O Líbano, portanto, não apenas pôs fim a uma página negra, sombria, aquela que levou uma milícia a tomar o lugar do Estado, com várias cumplicidades. Também demonstrou que quer refundar o Estado e fazê-lo sem perder tempo, talvez porque muito tempo já tenha sido perdido.
A derrota do Hezbollah é total? Da milícia Hezbollah, parece que sim. Mas se o partido conseguisse voltar à realidade e optar por se tornar um partido normal, ou seja, com suas ideias e base, mas sem milícia, talvez absorvível no exército nacional, teria um novo papel a desempenhar. Como todas as comunidades, também a xiita, que é muito numerosa, tem muito a oferecer ao Líbano, basta que alguém abra mão de militarizá-la para responder a um projeto estrangeiro. Portanto, é a perspectiva miliciana que, em meio a enormes resistências, parece destinada a sair de cena, embora sempre sejam possíveis reviravoltas, de parte de quem tem muitas armas.
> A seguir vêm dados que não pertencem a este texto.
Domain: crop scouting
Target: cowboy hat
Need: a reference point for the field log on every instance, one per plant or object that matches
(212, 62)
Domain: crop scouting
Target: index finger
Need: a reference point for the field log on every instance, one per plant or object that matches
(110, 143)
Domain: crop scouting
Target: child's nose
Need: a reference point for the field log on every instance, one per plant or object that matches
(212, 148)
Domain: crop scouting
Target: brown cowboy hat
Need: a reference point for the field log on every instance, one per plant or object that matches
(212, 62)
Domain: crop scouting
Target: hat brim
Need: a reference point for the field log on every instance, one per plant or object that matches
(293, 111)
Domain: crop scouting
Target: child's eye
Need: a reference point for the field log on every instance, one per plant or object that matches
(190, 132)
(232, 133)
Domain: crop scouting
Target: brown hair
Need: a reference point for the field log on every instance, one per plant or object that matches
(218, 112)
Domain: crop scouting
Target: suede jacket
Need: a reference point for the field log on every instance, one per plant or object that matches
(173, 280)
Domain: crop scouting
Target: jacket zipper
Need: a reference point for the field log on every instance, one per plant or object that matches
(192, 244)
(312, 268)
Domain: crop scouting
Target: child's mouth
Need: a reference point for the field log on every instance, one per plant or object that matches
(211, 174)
Mas o que se abre em Beirute, após a queda do regime sírio de Assad, o eterno inimigo da soberania libanesa, é um discurso que diz respeito a todo o mundo árabe, e os sauditas provavelmente sabem disso. Beirute foi a terceira via árabe entre o absolutismo dos totalitarismos “seculares” e o dos totalitarismos “de inspiração religiosa”. O confessionalismo libanês não conseguiu manter viva essa terceira via, libertária e liberal, transformando-a em uma associação feudal.
Agora, talvez seja lícito dizer que a primeira pedra foi lançada, em meio a enormes dificuldades, para reconstruir, atualizando e adaptando-o aos nossos tempos, aquele primeiro exemplo de estado árabe plural. No entanto, é preciso considerar que os inimigos são muitos e que esse ensejo, até o momento, se baseia apenas nas intenções de dois homens que, no entanto, já devolveram esperança a grande parte dos libaneses.
Um razoável ponto de partida em uma jornada que será interessante de acompanhar. Será interessante, por exemplo, ver se considerarão a possibilidade de reformar não apenas a lei eleitoral, mas também o sistema eleitoral imediatamente, uma necessidade absoluta para renovar a classe dirigente, que a atual, de qualquer forma, tentará impedir. Mas o trem já partiu. Veremos onde poderá chegar.